Quelques semaines plus tard, à un mois des élections municipales, c’est le bon moment pour faire le point sur cette pratique du skateboard et de la rattacher à notre sujet du tourisme et de l’attractivité. Tour d’horizon de la question skate et tourisme.

Aujourd’hui, avec plus de 20 millions de skateurs aujourd’hui et une entrée prochaine aux JO, ce loisir devenu sport s’est largement démocratisé et institutionnalisé depuis sa création dans les années 50. Mais alors, qu’est-ce qui se joue derrière cette pratique et ces lieux que sont les skateparks ? Comment le skate s’est-il aussi immiscé dans l’univers du tourisme ?

D’une culture déviante à son institutionnalisation

Avant tout, petit retour sur l’histoire du skate ! Le skate, en tant qu’objet et pratique, provient du surf et de la culture californienne des années 50. Il est devenu de plus en plus populaire à partir des années 60 notamment aux Etats-Unis, et s’est accompagné d’une culture vestimentaire propre. C’est dans les années 80 qu’il se propage en Europe, en même temps qu’il se professionnalise. Pour autant, le monde du skate reste marqué par une culture, et même un lifestyle particulier. A cette époque, le skate était régulièrement associé à une culture déviante et contestataire. Avec le retour en force du fun et du ludique dans le monde du sport, le skate s’est institutionnalisé progressivement autour de ligues, d’associations, d’évènements et de compétitions variés.

De la rue au Skatepark

Et en matière de lieu, cette institutionnalisation du skate n’a pas été sans conséquence. Simple moyen de déplacement à ses origines, la pratique du skateboard est rapidement devenue un sport qui a pris la rue comme terrain d’expression. Sans installation particulière, le skate se pratiquait dans l’espace urbain. Il s’est approprié de manière spontanée le mobilier urbain présent, comme support de sa pratique. En se développant, des installations dédiées à sa pratique fleurissent dans les villes à travers les skateparks.
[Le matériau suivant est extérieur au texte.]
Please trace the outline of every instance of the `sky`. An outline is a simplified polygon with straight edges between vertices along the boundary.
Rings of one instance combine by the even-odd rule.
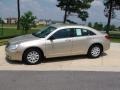
[[[16,3],[17,0],[0,0],[0,17],[17,17]],[[63,20],[64,12],[56,7],[57,0],[20,0],[20,4],[22,14],[32,11],[38,19]],[[94,0],[88,12],[87,22],[107,23],[107,18],[103,13],[103,0]],[[77,17],[69,17],[69,19],[81,23],[81,20]],[[112,19],[112,24],[120,26],[120,11],[117,12],[116,19]]]

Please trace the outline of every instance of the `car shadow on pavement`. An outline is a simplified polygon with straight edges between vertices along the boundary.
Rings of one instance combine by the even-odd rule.
[[[73,61],[73,60],[80,60],[80,59],[86,59],[86,58],[87,58],[87,56],[85,56],[85,55],[55,57],[55,58],[45,59],[45,60],[43,61],[43,63],[62,62],[62,61]]]
[[[106,53],[103,53],[101,57],[106,56]],[[49,58],[45,59],[43,63],[51,63],[51,62],[63,62],[63,61],[73,61],[73,60],[84,60],[84,59],[89,59],[93,60],[93,58],[88,58],[87,55],[75,55],[75,56],[65,56],[65,57],[56,57],[56,58]]]
[[[106,53],[103,53],[100,57],[107,56]],[[63,61],[73,61],[73,60],[84,60],[89,59],[93,60],[93,58],[88,58],[86,55],[76,55],[76,56],[66,56],[66,57],[56,57],[56,58],[49,58],[42,61],[42,63],[52,63],[52,62],[63,62]],[[9,64],[24,64],[22,61],[12,61],[6,58],[7,63]]]

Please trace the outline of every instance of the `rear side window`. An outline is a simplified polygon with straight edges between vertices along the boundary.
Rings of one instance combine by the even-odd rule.
[[[74,29],[74,36],[75,37],[92,36],[92,35],[96,35],[96,34],[92,31],[86,30],[86,29],[79,29],[79,28]]]
[[[75,33],[75,36],[79,37],[79,36],[82,36],[82,29],[74,29],[74,33]]]
[[[83,33],[83,36],[96,35],[94,32],[92,32],[92,31],[90,31],[90,30],[86,30],[86,29],[82,29],[82,33]]]

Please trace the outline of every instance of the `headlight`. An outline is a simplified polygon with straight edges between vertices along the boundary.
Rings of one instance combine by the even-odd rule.
[[[9,48],[10,48],[11,50],[15,50],[15,49],[18,48],[18,44],[10,45]]]

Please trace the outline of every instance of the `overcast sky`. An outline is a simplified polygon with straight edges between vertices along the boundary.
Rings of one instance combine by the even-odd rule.
[[[17,17],[17,0],[0,0],[0,16],[5,17]],[[64,12],[56,7],[57,0],[20,0],[22,14],[26,11],[32,11],[38,19],[52,19],[63,20]],[[107,22],[107,18],[104,16],[103,0],[95,0],[92,3],[91,8],[88,10],[89,18],[87,22]],[[117,19],[113,19],[112,23],[120,26],[120,11],[117,13]],[[69,19],[77,22],[81,22],[76,17],[70,17]]]

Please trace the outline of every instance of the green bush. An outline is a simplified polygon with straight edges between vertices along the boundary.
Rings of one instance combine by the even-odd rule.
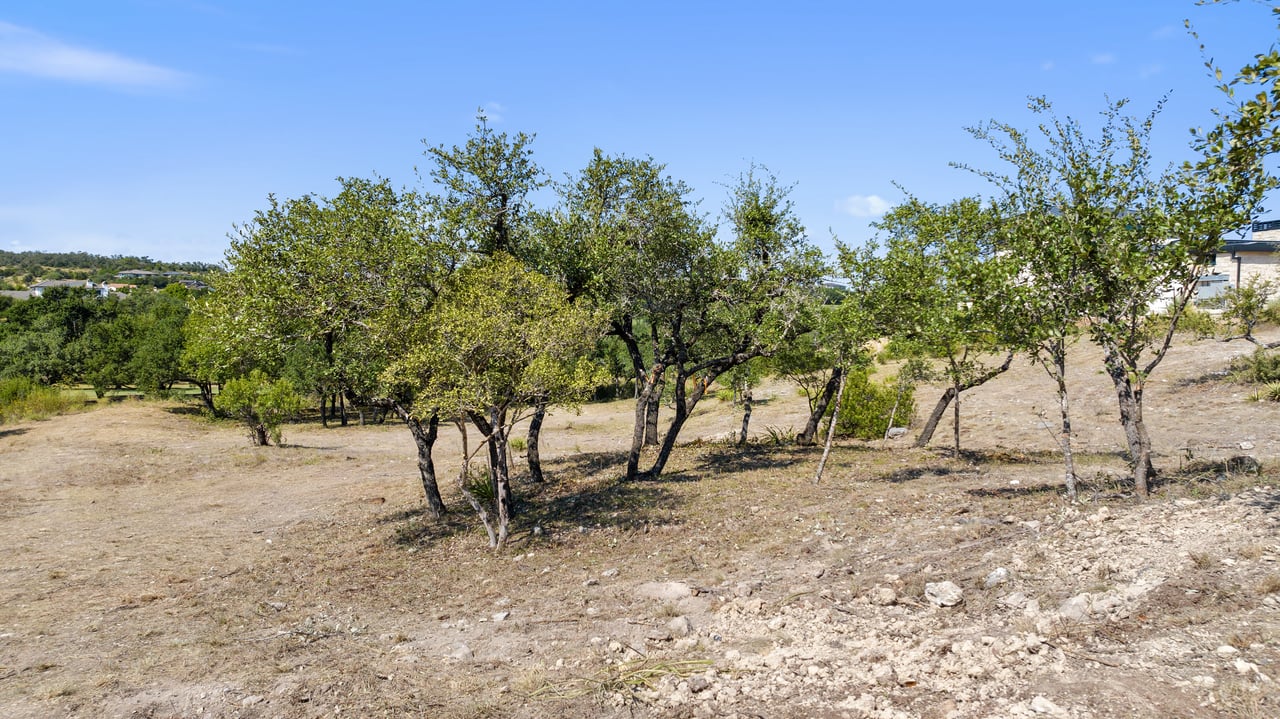
[[[287,379],[271,381],[262,370],[238,377],[222,385],[213,399],[214,407],[239,419],[249,428],[254,445],[280,444],[280,426],[302,411],[302,397]]]
[[[844,398],[840,402],[836,434],[857,439],[880,439],[889,427],[909,425],[916,410],[914,394],[914,388],[908,385],[899,397],[896,381],[876,382],[866,370],[850,372],[845,380]],[[895,402],[898,403],[896,412],[893,411]]]
[[[1231,376],[1238,382],[1270,384],[1280,382],[1280,353],[1261,347],[1246,357],[1231,361]]]
[[[0,421],[46,419],[69,412],[81,402],[53,387],[36,384],[27,377],[0,380]]]

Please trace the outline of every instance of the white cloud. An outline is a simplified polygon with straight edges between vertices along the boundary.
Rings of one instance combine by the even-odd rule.
[[[1092,62],[1094,65],[1110,65],[1115,61],[1116,61],[1116,56],[1112,55],[1109,52],[1094,53],[1089,58],[1089,62]]]
[[[1045,60],[1044,62],[1040,63],[1040,69],[1044,70],[1045,72],[1049,72],[1053,68],[1054,68],[1053,60]]]
[[[838,210],[854,217],[879,217],[890,207],[893,205],[879,195],[850,195],[836,203]]]
[[[1155,77],[1156,75],[1159,75],[1161,72],[1164,72],[1164,66],[1157,63],[1152,63],[1150,65],[1143,65],[1142,69],[1138,71],[1138,76],[1141,77],[1143,80],[1146,80],[1149,77]]]
[[[500,102],[486,102],[484,104],[485,117],[489,118],[489,122],[495,125],[502,122],[502,116],[506,111],[506,106]]]
[[[186,76],[122,55],[68,45],[0,22],[0,72],[122,87],[173,87]]]

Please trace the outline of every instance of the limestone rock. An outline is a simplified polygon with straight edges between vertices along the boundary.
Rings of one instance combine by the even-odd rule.
[[[964,591],[954,582],[929,582],[924,585],[924,597],[938,607],[954,607],[964,601]]]

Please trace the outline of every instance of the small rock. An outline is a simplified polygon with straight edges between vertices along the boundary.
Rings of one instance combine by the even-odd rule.
[[[881,664],[871,672],[871,680],[881,686],[890,686],[898,683],[898,675],[893,667]]]
[[[1045,699],[1044,696],[1037,694],[1031,700],[1031,711],[1037,714],[1048,714],[1053,717],[1065,717],[1067,712],[1057,704]]]
[[[701,677],[701,676],[689,677],[689,691],[693,692],[694,694],[705,692],[710,687],[711,687],[711,682],[707,681],[706,677]]]
[[[1244,442],[1241,442],[1239,446],[1240,446],[1240,449],[1248,451],[1250,449],[1253,449],[1253,442],[1249,442],[1246,440]]]
[[[1003,597],[1000,597],[999,602],[1006,607],[1017,609],[1019,607],[1026,606],[1027,595],[1022,592],[1014,592],[1013,594],[1006,594]]]
[[[693,631],[693,622],[688,617],[673,617],[667,622],[667,631],[673,637],[687,637]]]
[[[459,661],[470,661],[475,659],[476,655],[475,652],[471,651],[471,647],[463,644],[462,642],[458,642],[449,648],[449,653],[446,656],[450,659],[457,659]]]
[[[756,589],[755,589],[755,587],[751,586],[750,584],[748,584],[748,583],[746,583],[746,582],[740,582],[740,583],[738,583],[738,584],[734,585],[734,587],[733,587],[733,596],[735,596],[735,597],[749,597],[749,596],[751,596],[751,594],[752,594],[753,592],[755,592],[755,590],[756,590]]]
[[[1009,581],[1009,570],[1005,569],[1004,567],[996,567],[994,570],[992,570],[990,574],[987,575],[986,579],[982,580],[982,586],[985,589],[990,589],[992,587],[1004,584],[1007,581]]]
[[[877,607],[891,607],[898,603],[898,593],[891,587],[876,587],[867,592],[867,601]]]
[[[507,620],[507,617],[509,616],[511,616],[511,612],[498,612],[497,614],[493,615],[493,621],[505,622]]]
[[[693,587],[684,582],[645,582],[636,587],[636,594],[647,599],[674,602],[693,594]]]
[[[606,569],[603,572],[600,572],[600,576],[604,577],[605,579],[616,577],[618,576],[618,568],[614,567],[612,569]]]
[[[885,434],[885,436],[888,437],[889,439],[897,439],[899,437],[905,436],[906,433],[907,433],[906,427],[890,427],[889,431]]]
[[[1223,644],[1222,646],[1215,649],[1214,652],[1220,657],[1234,657],[1235,655],[1240,653],[1240,650],[1236,649],[1230,644]]]
[[[240,700],[240,706],[251,707],[254,704],[261,704],[262,701],[263,701],[263,698],[260,694],[251,694],[245,697],[244,699]]]
[[[1062,606],[1058,607],[1058,614],[1061,614],[1063,619],[1068,619],[1073,622],[1079,622],[1079,621],[1088,619],[1089,618],[1089,595],[1077,594],[1074,597],[1063,602]]]
[[[924,596],[939,607],[954,607],[964,601],[964,591],[954,582],[929,582],[924,585]]]

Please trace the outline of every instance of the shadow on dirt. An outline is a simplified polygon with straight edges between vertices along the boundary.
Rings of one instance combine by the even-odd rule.
[[[204,405],[182,404],[165,407],[164,411],[169,414],[176,414],[182,417],[203,417],[209,410],[205,408]]]
[[[966,489],[965,494],[971,497],[999,497],[1009,499],[1012,497],[1030,497],[1037,494],[1057,494],[1065,491],[1061,484],[1049,482],[1047,484],[1029,484],[1017,487],[974,487]]]
[[[903,482],[911,482],[924,477],[973,477],[976,475],[977,472],[971,467],[904,467],[887,474],[882,474],[876,477],[873,481],[888,482],[889,484],[901,484]]]
[[[804,461],[811,449],[751,445],[708,450],[698,460],[695,472],[752,472],[760,469],[783,469]],[[664,477],[665,479],[665,477]]]
[[[582,452],[568,457],[542,460],[542,471],[549,481],[557,475],[597,474],[627,464],[626,452]]]
[[[13,429],[0,429],[0,439],[5,437],[17,437],[20,434],[26,434],[31,430],[26,427],[14,427]]]

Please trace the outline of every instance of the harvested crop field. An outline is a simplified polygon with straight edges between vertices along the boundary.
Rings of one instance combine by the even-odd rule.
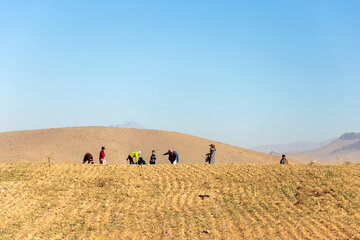
[[[360,239],[360,165],[0,165],[0,239]]]

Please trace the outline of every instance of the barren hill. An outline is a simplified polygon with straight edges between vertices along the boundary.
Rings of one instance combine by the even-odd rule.
[[[180,163],[204,163],[213,141],[190,135],[115,127],[73,127],[0,133],[0,163],[80,163],[86,152],[97,162],[102,146],[108,163],[126,163],[131,151],[142,151],[146,161],[157,152],[158,163],[168,163],[169,148],[179,153]],[[216,163],[278,163],[279,157],[216,143]]]
[[[360,239],[359,176],[359,164],[0,164],[0,239]]]
[[[290,152],[300,161],[317,160],[321,163],[341,161],[360,162],[360,133],[345,133],[331,143],[311,151]]]

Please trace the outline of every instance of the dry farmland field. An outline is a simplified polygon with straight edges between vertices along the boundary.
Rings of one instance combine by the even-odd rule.
[[[360,165],[1,164],[0,239],[360,239]]]

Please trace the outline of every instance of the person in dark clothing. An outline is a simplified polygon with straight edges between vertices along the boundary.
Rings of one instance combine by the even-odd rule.
[[[139,157],[139,160],[138,160],[137,164],[138,165],[146,165],[146,162],[142,157]]]
[[[155,155],[155,150],[152,150],[152,154],[150,157],[150,164],[155,164],[156,163],[156,155]]]
[[[209,164],[215,163],[215,152],[216,148],[214,144],[210,144],[210,152],[206,154],[206,162]]]
[[[179,163],[179,155],[176,151],[169,149],[167,153],[164,153],[164,155],[169,155],[169,161],[171,164]]]
[[[134,158],[129,154],[129,156],[127,157],[126,159],[127,161],[129,161],[129,164],[132,165],[132,164],[135,164],[134,163]]]
[[[285,154],[281,156],[280,164],[289,164],[288,160],[286,159]]]
[[[205,163],[210,164],[210,153],[205,154]]]
[[[88,164],[94,164],[94,158],[90,153],[85,153],[84,155],[83,164],[86,162]]]

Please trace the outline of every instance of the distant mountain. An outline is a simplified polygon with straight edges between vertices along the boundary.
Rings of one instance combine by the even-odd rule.
[[[293,151],[310,151],[319,147],[325,146],[336,138],[327,139],[321,142],[294,142],[288,144],[276,144],[276,145],[264,145],[259,147],[253,147],[252,150],[264,153],[276,152],[281,155],[282,153]],[[281,153],[281,154],[280,154]]]
[[[122,124],[113,124],[110,127],[118,127],[118,128],[136,128],[136,129],[146,129],[146,127],[132,121],[127,121]]]
[[[354,140],[354,139],[360,139],[360,133],[345,133],[343,134],[339,139],[341,140]]]
[[[297,160],[312,159],[321,163],[336,163],[338,160],[360,162],[360,133],[345,133],[320,148],[290,152],[288,155]]]
[[[282,154],[278,153],[278,152],[274,152],[274,151],[271,151],[269,152],[270,155],[273,155],[273,156],[281,156]]]

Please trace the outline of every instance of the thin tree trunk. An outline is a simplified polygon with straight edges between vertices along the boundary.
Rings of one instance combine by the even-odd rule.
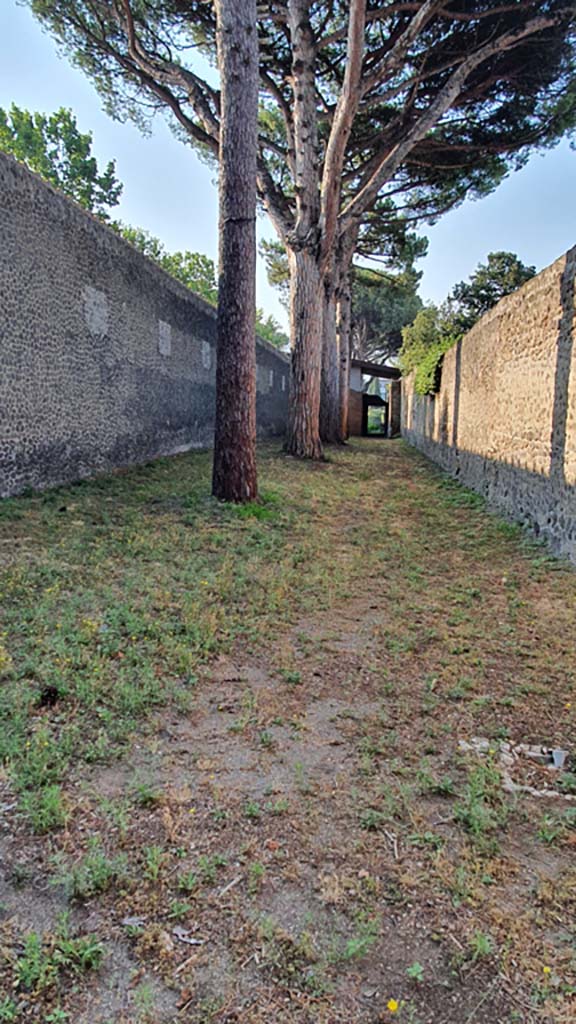
[[[340,355],[336,331],[336,293],[332,282],[324,286],[322,321],[322,377],[320,384],[320,437],[326,444],[340,441]]]
[[[336,329],[338,331],[338,343],[340,348],[340,415],[339,431],[340,441],[348,440],[348,397],[350,391],[350,366],[352,352],[352,292],[350,286],[350,274],[346,274],[338,296],[338,308],[336,314]]]
[[[322,279],[318,259],[309,250],[290,250],[288,261],[293,347],[286,451],[301,459],[319,459]]]
[[[256,0],[216,0],[221,77],[216,430],[212,493],[257,497]]]

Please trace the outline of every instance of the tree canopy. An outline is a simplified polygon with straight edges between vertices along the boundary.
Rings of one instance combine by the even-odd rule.
[[[180,130],[217,155],[219,89],[197,58],[215,53],[212,4],[28,2],[113,115],[142,125],[152,109],[167,108]],[[392,217],[437,216],[466,194],[490,190],[532,147],[574,128],[573,14],[565,0],[275,0],[259,6],[259,42],[259,189],[282,234],[298,232],[303,216],[301,179],[311,155],[298,150],[299,119],[317,136],[313,191],[324,193],[328,168],[341,165],[341,226],[379,195],[390,199]],[[306,90],[294,95],[295,47],[303,42],[308,113],[298,109],[310,107]]]
[[[437,390],[443,354],[484,313],[535,273],[535,267],[526,266],[513,252],[491,252],[468,281],[454,285],[441,306],[429,303],[420,310],[414,322],[403,328],[400,349],[402,371],[416,371],[417,393],[425,395]]]
[[[144,256],[158,263],[167,274],[175,277],[186,288],[201,295],[213,305],[218,299],[216,269],[209,256],[199,252],[167,252],[159,238],[142,228],[134,228],[128,224],[112,225],[127,242],[139,249]]]
[[[445,318],[455,331],[469,331],[484,313],[535,273],[536,267],[526,266],[513,252],[489,252],[486,263],[479,263],[468,281],[454,285]]]
[[[355,267],[352,279],[352,352],[359,359],[386,362],[402,345],[402,328],[422,308],[420,274],[410,269],[381,274]]]
[[[26,2],[113,116],[144,126],[162,108],[218,158],[212,3]],[[258,191],[290,254],[287,444],[316,458],[320,380],[333,383],[338,363],[330,292],[373,212],[392,233],[433,220],[574,132],[574,10],[566,0],[264,0],[258,44]]]
[[[92,132],[81,132],[71,110],[31,113],[12,104],[0,108],[0,149],[100,217],[120,200],[114,160],[104,171],[92,155]]]

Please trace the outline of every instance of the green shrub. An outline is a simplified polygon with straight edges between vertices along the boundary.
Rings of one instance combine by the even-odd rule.
[[[400,364],[403,373],[414,374],[417,395],[434,395],[440,390],[444,353],[460,335],[436,306],[425,306],[414,323],[402,330]]]

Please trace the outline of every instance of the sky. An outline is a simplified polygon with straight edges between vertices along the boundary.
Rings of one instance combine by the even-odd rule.
[[[114,217],[145,228],[167,249],[192,249],[216,260],[218,197],[214,172],[191,147],[176,139],[161,116],[152,134],[113,121],[89,79],[59,55],[55,41],[16,0],[0,0],[0,107],[11,103],[52,113],[70,107],[81,131],[91,131],[99,163],[116,160],[124,183]],[[566,142],[534,154],[491,195],[465,202],[433,227],[424,227],[428,255],[420,293],[441,302],[489,252],[515,252],[542,269],[576,244],[576,153]],[[262,218],[261,237],[273,238]],[[286,311],[266,280],[260,261],[258,305],[284,326]]]

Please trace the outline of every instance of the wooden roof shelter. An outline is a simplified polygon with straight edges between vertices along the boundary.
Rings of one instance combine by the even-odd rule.
[[[400,380],[402,376],[396,366],[383,366],[382,363],[371,363],[367,359],[353,359],[351,366],[370,377],[383,377],[385,380]]]

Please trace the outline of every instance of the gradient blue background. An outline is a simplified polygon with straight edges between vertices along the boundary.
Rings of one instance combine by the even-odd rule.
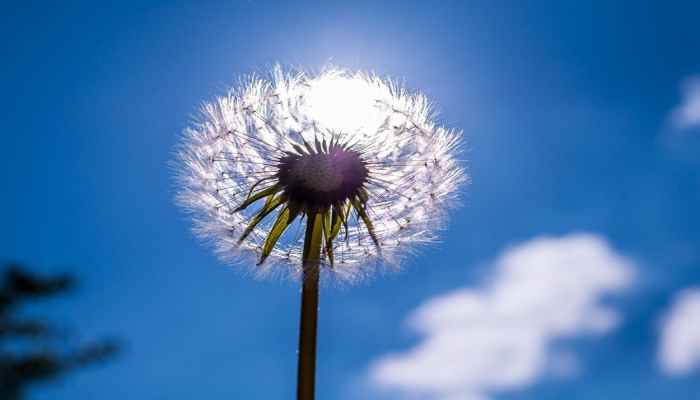
[[[424,299],[478,284],[541,234],[590,231],[641,266],[582,374],[497,399],[693,399],[655,364],[659,313],[700,284],[700,135],[665,140],[700,73],[697,1],[12,2],[0,12],[0,259],[70,270],[41,308],[116,362],[37,400],[290,399],[298,287],[221,265],[173,205],[167,162],[202,101],[275,61],[403,78],[464,130],[473,179],[444,242],[391,279],[322,294],[320,399],[415,343]]]

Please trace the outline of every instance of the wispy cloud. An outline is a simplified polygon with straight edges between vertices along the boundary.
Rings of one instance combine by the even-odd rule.
[[[700,127],[700,75],[681,83],[681,103],[669,115],[673,128],[686,130]]]
[[[700,288],[680,292],[661,329],[659,364],[670,375],[700,369]]]
[[[504,251],[494,279],[426,301],[408,317],[425,337],[370,367],[379,388],[407,399],[482,400],[524,387],[547,372],[575,370],[553,342],[604,333],[619,314],[601,304],[627,287],[630,261],[592,234],[541,237]]]

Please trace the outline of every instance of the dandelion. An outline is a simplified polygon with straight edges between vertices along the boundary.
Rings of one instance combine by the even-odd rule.
[[[184,130],[177,202],[197,236],[257,278],[303,281],[300,399],[313,398],[320,279],[396,272],[434,242],[467,179],[458,151],[425,96],[337,68],[245,78]]]

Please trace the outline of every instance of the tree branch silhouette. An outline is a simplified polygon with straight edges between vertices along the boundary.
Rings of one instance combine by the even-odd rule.
[[[22,315],[25,303],[75,289],[70,274],[38,275],[19,263],[0,266],[0,400],[25,400],[30,386],[56,380],[118,351],[115,340],[72,347],[50,321]]]

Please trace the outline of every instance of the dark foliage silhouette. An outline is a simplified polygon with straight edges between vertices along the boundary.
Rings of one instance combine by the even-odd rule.
[[[76,346],[74,335],[50,321],[22,315],[25,304],[74,289],[72,275],[38,275],[24,265],[5,263],[0,277],[0,400],[26,400],[32,385],[56,380],[117,352],[114,340]]]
En rentrant dans les mœurs urbaines, les municipalités ont construit de plus en plus de skateparks et des lieux dédiés à la glisse. L’objectif est double pour ces villes : satisfaire cette population de riders, mais surtout contrôler et chasser les skateurs de la rue, et surtout des centres-villes. Voilà encore un bel exemple de la ville sécuritaire ! Encore empreints de valeurs déviantes et contestataires, les skateurs ne sont pas les bienvenus dans l’espace urbain alors même que la base de la pratique réside dans l’utilisation de cet espace…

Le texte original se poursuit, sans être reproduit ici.